Die Filiale in der Mall of Switzerland profitiert gemäss Margetas enorm vom Standort direkt neben der Migros. (Bild: zvg)

Kaum Konkurrenz für griechische Küche

Das Geheimnis des Erfolgs? «Griechisches Essen ist sehr beliebt. Aber in der Umgebung gibt es kaum Restaurants, die es anbieten», sagt Margetas. «Das erstaunt mich, denn die griechische Küche ist international sehr angesehen.»

In der Stadt Luzern gibt es mit dem «Ammos» und dem «Syrtaki» zwei Betriebe, die sich der griechischen Küche verschrieben haben, in Zug mit dem «Olive & Oregano» nebst «Taste of Mykonos» nur eines. Darum will Dimitris Margetas das Angebot weiter ausbauen. «Das Essen in meinen Betrieben ist für alle gedacht und darum auch günstig im Preis.»
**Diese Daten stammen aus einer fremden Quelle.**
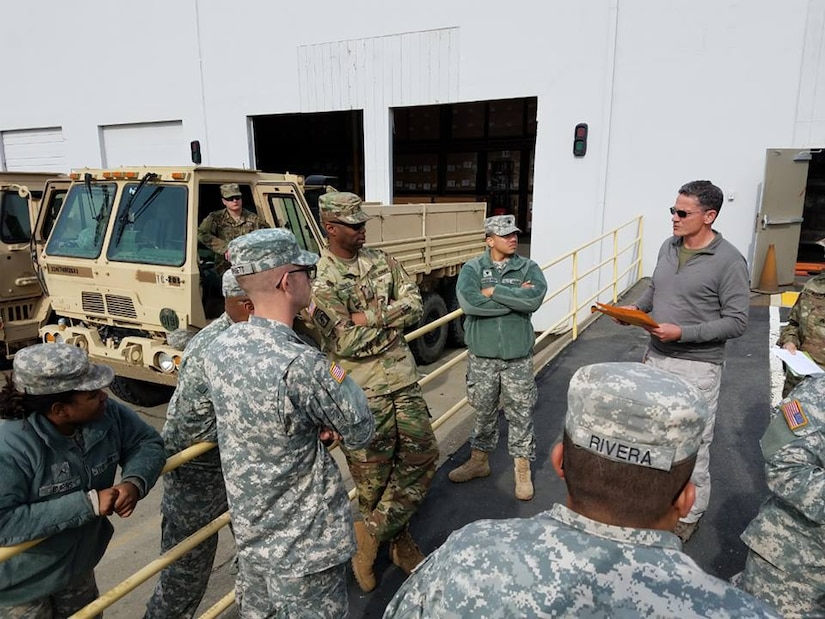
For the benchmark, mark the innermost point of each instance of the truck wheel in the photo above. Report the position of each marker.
(140, 392)
(428, 348)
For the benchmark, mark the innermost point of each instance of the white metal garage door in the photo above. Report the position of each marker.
(33, 150)
(155, 143)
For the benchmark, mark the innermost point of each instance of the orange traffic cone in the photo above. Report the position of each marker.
(769, 282)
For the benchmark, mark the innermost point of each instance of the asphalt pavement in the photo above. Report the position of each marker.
(738, 484)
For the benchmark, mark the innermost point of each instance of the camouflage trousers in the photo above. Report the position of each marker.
(265, 595)
(511, 383)
(394, 472)
(707, 377)
(192, 497)
(791, 598)
(81, 591)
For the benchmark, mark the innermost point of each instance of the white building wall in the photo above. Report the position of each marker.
(672, 91)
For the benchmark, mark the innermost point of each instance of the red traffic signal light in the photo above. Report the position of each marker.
(580, 140)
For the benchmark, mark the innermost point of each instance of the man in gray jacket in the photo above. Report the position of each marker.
(699, 296)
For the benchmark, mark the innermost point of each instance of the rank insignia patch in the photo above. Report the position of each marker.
(337, 372)
(794, 415)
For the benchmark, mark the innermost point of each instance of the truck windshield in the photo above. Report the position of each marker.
(150, 225)
(15, 226)
(81, 224)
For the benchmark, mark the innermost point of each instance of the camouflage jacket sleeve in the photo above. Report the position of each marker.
(331, 399)
(405, 307)
(207, 233)
(790, 332)
(525, 300)
(796, 475)
(468, 291)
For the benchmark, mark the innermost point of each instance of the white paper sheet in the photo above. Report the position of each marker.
(800, 363)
Margetas setzt auf authentische Küche

Auf der Speisekarte stehen nebst klassischen Gerichten wie Gyros und diversen Salaten griechisches Bier und vegane Optionen – als Antwort auf aktuelle Foodtrends, wie Margetas sagt. «Wir verkaufen populäre Gerichte, solche, die man aus dem Griechenlandurlaub kennt und liebt.» Die Speisen hat er in Zusammenarbeit mit Profigastronomen kreiert, denn Margetas sagt von sich selber: «Ich bin kein gelernter Koch.»
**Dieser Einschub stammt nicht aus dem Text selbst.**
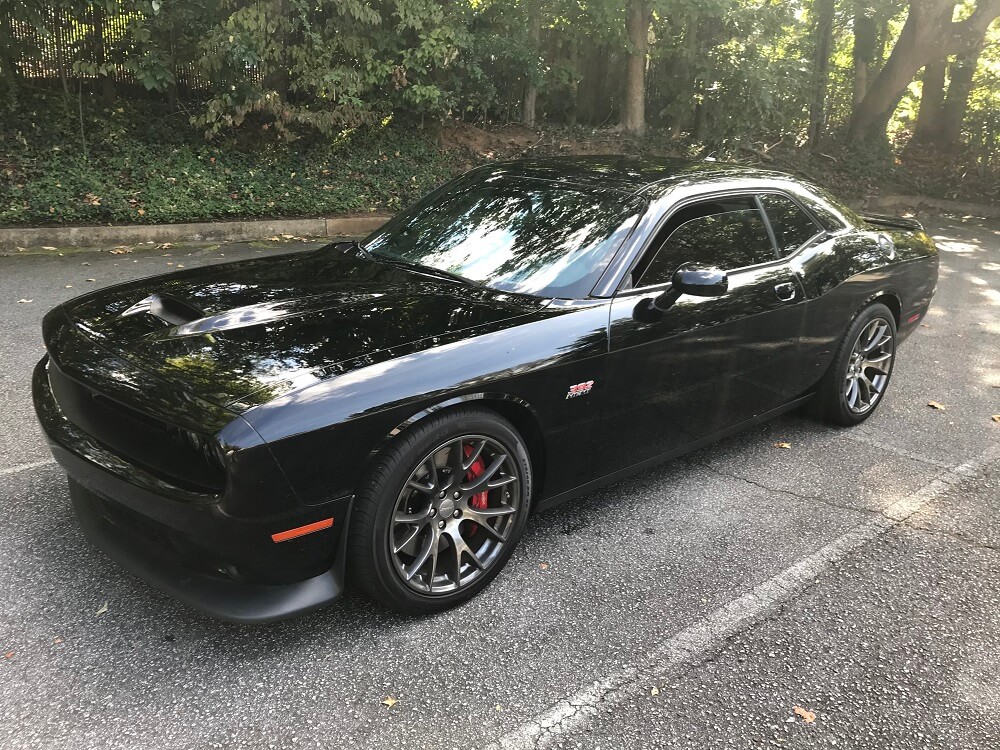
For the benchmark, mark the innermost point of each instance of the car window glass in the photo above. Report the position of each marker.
(527, 236)
(727, 232)
(830, 221)
(792, 227)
«Wenn griechisches Essen im Ausland einem Griechen schmeckt, hat man vieles richtig gemacht.»

Dimitris Margetas, Gastronom

Das Wichtigste ist für ihn Authentizität. Mit den Köchen hat er so lange an den Rezepten gefeilt, bis es an die Geschmäcker aus der Heimat erinnert hat. Die Frage, die er sich bei jeder Degustation stellt: «Schmeckt es so gut wie bei meiner Mama?» Denn: «Wenn griechisches Essen im Ausland einem Griechen schmeckt, hat man vieles richtig gemacht.»
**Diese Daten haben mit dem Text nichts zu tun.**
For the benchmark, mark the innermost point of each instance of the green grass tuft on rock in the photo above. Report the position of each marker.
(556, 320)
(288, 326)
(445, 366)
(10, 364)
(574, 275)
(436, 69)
Die Speisekarte in Margetas Betrieben ist bewusst klein gehalten. «Ich will nicht 20 Gerichte anbieten. Lieber nur eine Handvoll, die dafür sehr gut.» Ziel ist es, in allen Betrieben dieselbe Karte anzubieten – analog zu einem Franchiseunternehmen. Dies, damit Gäste die Gerichte, die ihnen besonders schmecken, in allen Lokalen bestellen können.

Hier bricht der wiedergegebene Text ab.